Morgan Stanley raised its forecast for China economic growth to 7-8 percent from 5 percent for 2009 but warned the pace will slow next year as a protracted global slowdown deals a blow to the export-led economy. (a W shaped recovery)
Goldman Sachs raised its China growth forecast to 8.3 percent for 2009 and 10.9 percent for 2010, citing strong expansion in both fixed-asset and private sector investment.
Morgan Stanley Asia Chairman Stephen Roach suggested that China should strengthen its social safety net so that people will become more willing to spend.
China should double the size of the country’s social security fund to $160 billion immediately and boost the private consumption share of the Chinese economy to 50 percent from currently 36 percent in five years, he said.
“China needs to stop depending on the over-extended American consumer and needs to rely more on the untapped potential of its own consumers,” Roach said.

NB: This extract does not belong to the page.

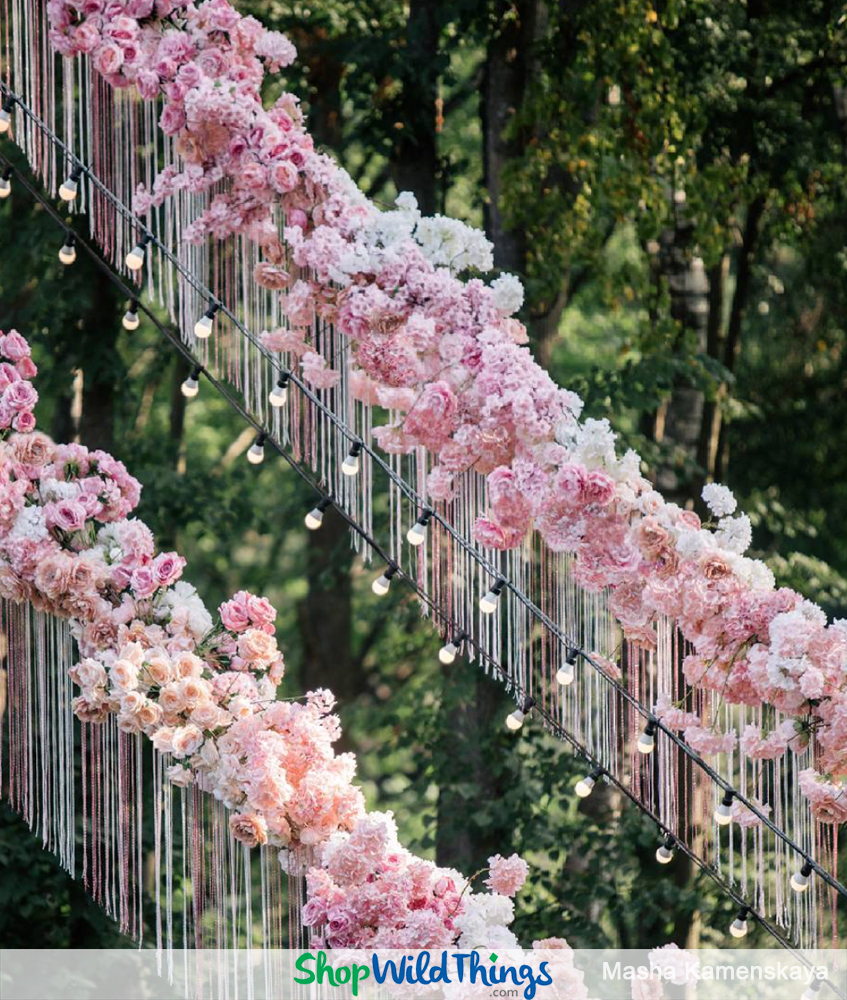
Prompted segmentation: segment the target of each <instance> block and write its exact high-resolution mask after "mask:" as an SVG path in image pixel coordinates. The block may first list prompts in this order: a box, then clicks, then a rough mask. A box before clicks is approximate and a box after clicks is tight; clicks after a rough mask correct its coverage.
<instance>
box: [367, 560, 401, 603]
mask: <svg viewBox="0 0 847 1000" xmlns="http://www.w3.org/2000/svg"><path fill="white" fill-rule="evenodd" d="M396 572H397V567H396V566H389V567H388V569H386V571H385V572H384V573H383V574H382V575H381V576H378V577H377V578H376V579H375V580H374V582H373V583H372V584H371V590H372V591H373V592H374V593H375V594H376V595H377V597H382V596H383V595H384V594H387V593H388V588H389V587H390V586H391V577H392V576H394V574H395V573H396Z"/></svg>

During the current downturn, China’s National Bureau of Statistics has tried to provide more and better information. It is publishing data on food prices more frequently, and promises more detailed figures on output, jobs and wages. New penalties for falsifying statistical reports are also now in force.
There are signs the government is more open about bad economic news. As factories started to close last year, officials ordered special surveys of migrants in January, and publicized the shocking tally: around 20 million lost jobs.
The economic census has been commended as a serious effort to grasp the contours of China’s economy. But it’s not clear how the census results are reconciled with existing figures based on less-comprehensive surveys, and the statistics bureau publishes little information about its calculations. Among outside analysts, confusion persists over internal inconsistencies in the numbers.
“China is becoming such a big country that we expect some normalcy and some international standards,” said Carsten Holz, an economist at the Hong Kong University of Science and Technology who has written about Chinese statistics. “I would describe it as a rather professional bureaucracy, but the final stage is political.”